Революция лишила Цветаеву всего: России, культурной среды, привычного уклада жизни, материальной стабильности[23], дома, мужа, дочери. Прошлое лежало в руинах. Незыблемыми оставались лишь вечные ценности. Для Цветаевой они зримее всего предстали в освященных Церковью семейных узах. Таинство брака, клятва верности, данная перед Богом, таинство крещения были теми нитями, которые связывали с вечностью, с былым и грядущим. Этого отнять не мог никто. Семья стала главной святыней Цветаевой. Не в силах противостоять обстоятельствам, но и не желая сдаваться, она, как только появился слабый призрак надежды, сделала все, чтобы вновь воссоединиться с мужем. Здесь была не одна любовь, но и вызов – действительности, времени, судьбе.

Ее наградой в этой битве стало рождение в 1925 году сына, названного в честь святого великомученика Георгия Победоносца – небесного покровителя Москвы.

Ждала его давно. Мечтала. Однажды, в пасхальную неделю 1920 года, увидела в рассветном кремлевском небе: «глаза блистают сталью», «весь – как струна», «светлее солнца» (I, 519).

Ему слагала гимны в 1921-м, услышав известие о спасении мужа:

 

Синие версты

И зарева горние!

Победоносного

Славьте – Георгия!

   

Славьте, жемчужные

Грозди полуночи,

Дивного мужа,

Пречистого юношу:

   

Огненный плащ его,

Посвист копья его,

Кровокипящего

Славьте – коня его!

 

(II, 38)

Преданность Семье стала мучительным испытанием для Цветаевой. Ее победа над обстоятельствами 1920-х годов оказалась кратковременной. Впереди ждали иные испытания. Прежнего взаимопонимания между супругами уже не было. Каждый прожил в эти годы слишком разные жизни. Это стало ясно не сразу, но чем дальше, тем становилось заметнее. Надо отдать им должное, они прилагали все усилия, чтобы быть взаимно терпимыми, понимать и прощать друг друга.

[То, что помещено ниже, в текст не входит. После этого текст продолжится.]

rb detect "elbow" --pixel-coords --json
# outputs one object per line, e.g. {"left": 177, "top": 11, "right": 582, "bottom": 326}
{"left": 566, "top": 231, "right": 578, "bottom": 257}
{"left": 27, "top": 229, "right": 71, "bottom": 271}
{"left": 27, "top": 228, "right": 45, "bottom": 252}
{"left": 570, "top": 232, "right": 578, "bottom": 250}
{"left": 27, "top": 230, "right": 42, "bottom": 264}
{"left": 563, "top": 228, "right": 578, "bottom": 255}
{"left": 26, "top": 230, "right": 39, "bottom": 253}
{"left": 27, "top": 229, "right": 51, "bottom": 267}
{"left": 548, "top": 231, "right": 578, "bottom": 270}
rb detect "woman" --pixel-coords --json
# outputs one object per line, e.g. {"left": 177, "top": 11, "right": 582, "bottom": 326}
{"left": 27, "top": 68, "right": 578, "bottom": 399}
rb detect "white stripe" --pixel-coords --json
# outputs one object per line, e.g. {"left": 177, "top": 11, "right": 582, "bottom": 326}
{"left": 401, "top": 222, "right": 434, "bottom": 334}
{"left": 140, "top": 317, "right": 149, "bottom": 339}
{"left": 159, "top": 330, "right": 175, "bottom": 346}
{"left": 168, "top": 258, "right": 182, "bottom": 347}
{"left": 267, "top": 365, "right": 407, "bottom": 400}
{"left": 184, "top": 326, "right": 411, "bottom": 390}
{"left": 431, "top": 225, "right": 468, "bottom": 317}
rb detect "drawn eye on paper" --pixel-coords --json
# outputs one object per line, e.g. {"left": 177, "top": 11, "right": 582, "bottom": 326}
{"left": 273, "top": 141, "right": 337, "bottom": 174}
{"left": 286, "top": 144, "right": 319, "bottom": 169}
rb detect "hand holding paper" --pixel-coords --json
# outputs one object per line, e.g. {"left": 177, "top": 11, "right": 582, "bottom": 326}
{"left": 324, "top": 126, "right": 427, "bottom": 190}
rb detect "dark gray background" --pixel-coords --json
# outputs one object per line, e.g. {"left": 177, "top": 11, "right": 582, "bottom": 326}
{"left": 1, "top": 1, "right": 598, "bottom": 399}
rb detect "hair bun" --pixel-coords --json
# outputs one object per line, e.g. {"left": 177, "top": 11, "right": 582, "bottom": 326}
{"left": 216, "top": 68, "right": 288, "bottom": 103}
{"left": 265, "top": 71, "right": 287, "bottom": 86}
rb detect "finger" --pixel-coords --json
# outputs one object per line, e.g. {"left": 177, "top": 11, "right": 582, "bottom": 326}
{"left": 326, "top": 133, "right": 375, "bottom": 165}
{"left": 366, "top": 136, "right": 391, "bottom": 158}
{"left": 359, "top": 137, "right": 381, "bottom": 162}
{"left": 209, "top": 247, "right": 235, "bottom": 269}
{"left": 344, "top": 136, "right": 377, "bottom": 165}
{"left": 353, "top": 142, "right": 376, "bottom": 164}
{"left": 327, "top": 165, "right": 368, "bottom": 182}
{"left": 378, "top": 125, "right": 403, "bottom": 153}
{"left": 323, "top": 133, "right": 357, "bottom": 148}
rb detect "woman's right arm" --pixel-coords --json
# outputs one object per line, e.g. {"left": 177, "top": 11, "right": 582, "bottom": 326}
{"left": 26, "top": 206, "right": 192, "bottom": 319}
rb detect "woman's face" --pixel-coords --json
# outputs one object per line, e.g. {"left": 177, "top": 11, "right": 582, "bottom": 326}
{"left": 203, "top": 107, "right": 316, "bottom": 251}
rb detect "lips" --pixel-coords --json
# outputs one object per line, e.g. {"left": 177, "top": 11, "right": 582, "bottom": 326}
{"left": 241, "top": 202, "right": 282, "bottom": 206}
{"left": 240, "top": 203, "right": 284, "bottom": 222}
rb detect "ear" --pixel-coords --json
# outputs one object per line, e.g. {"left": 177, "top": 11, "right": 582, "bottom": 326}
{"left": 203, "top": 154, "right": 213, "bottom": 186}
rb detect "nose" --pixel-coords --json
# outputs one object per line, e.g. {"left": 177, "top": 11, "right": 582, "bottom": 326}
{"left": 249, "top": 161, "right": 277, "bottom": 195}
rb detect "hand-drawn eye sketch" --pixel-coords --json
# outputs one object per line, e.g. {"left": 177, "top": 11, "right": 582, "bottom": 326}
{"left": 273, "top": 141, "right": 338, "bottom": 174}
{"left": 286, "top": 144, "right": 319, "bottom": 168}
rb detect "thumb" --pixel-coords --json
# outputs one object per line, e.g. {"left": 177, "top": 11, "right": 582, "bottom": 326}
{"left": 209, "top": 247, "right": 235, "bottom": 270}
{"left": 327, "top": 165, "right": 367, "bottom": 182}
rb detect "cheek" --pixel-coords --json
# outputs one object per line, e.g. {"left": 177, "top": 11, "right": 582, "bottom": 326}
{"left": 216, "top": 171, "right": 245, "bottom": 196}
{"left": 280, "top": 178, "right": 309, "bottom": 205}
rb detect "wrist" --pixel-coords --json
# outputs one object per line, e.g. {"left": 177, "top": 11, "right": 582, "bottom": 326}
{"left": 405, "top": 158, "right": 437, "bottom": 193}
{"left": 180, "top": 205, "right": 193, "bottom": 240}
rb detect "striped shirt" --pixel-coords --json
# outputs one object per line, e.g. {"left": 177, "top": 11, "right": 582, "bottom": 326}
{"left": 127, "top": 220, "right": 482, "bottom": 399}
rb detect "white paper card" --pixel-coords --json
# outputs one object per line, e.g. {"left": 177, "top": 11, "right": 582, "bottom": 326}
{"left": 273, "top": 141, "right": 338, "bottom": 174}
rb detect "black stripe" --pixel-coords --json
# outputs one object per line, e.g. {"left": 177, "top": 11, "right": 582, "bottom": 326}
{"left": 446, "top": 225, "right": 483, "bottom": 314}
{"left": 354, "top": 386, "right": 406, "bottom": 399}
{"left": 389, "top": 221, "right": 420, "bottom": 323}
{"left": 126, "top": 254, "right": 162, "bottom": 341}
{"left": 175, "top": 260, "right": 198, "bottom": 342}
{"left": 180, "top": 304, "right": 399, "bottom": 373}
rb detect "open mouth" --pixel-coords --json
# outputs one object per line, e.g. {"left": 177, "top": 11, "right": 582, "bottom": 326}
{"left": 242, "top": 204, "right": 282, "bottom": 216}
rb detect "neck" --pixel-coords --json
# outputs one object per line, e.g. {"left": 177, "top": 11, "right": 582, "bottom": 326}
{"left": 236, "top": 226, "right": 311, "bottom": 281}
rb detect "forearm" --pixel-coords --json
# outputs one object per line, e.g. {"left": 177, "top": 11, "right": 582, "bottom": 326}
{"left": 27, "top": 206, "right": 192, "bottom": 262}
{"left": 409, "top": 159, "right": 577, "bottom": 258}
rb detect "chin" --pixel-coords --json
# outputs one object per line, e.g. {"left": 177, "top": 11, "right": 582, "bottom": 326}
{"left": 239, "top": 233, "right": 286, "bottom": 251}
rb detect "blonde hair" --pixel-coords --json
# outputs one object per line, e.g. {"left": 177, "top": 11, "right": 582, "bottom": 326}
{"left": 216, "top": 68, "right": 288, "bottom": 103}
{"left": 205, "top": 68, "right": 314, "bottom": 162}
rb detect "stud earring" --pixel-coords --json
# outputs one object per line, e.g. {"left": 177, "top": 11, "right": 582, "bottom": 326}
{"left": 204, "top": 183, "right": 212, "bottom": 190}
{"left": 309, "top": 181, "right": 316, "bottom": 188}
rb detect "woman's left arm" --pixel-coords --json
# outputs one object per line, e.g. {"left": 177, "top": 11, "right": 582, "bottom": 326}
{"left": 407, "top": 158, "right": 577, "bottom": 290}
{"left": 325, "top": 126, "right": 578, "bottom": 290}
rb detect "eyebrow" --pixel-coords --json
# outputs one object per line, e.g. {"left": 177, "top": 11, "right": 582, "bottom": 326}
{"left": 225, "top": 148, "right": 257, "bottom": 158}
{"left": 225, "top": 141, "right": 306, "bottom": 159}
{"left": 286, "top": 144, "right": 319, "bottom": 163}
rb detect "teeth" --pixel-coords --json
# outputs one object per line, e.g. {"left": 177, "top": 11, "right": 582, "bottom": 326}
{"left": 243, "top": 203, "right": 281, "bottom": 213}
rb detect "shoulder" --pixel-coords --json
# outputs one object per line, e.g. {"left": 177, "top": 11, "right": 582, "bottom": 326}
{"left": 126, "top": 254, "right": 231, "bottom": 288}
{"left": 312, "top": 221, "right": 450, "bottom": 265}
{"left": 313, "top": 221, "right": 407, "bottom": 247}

Цветаева оставалась поэтом. Романтиком чувств. Ее время от времени сотрясали душевные бури. Она влюблялась – очно и заочно, – неистово переживала свои романы, сокрушительно разочаровывалась в них и бесповоротно обрывала. Во время одного из них Эфрон с горечью понимания признавался М. Волошину, верному другу и старшему товарищу: «М<арина> – человек страстей. Гораздо в большей мере чем раньше – до моего отъезда. Отдаваться с головой своему урагану для нее стало необходимостью, воздухом ее жизни. Кто является возбудителем этого урагана сейчас – не важно. Почти всегда (теперь так же, как и раньше), вернее, всегда все строится на самообмане. Человек выдумывается – и ураган начался… Что – не важно, важно как. Не сущность, не источник, а ритм, бешеный ритм. Сегодня отчаяние, завтра восторг, любовь, отдавание себя с головой, и через день снова отчаяние»[24]. «Ураганы» управляли творчеством. Творчество пробуждало «ураганы». Отдельные стихи и лирические циклы, поэмы, эпистолярные сериалы, каждый из которых может составить самостоятельный роман в письмах, рождались «у бездны на краю».

Сам Эфрон все больше и больше увязал в политике. Романтик идей, он предпринял ревизию собственных взглядов, стремясь понять логику революции. Он внимательно следил за событиями в Советской России, чтобы найти ответ на вопрос, в чем правда победившего народа. К началу 1930-х годов бывший белый офицер Сергей Эфрон сначала теоретически, а потом и делом встал на позиции советской власти. В 1932 году он подал прошение о получении советского паспорта. Но его еще надо было заслужить. Не представляя масштаба личной катастрофы, Эфрон стал тайным агентом НКВД и после провала одной секретной операции осенью 1937 года вынужден был спасаться бегством в СССР, бросив одних жену и сына.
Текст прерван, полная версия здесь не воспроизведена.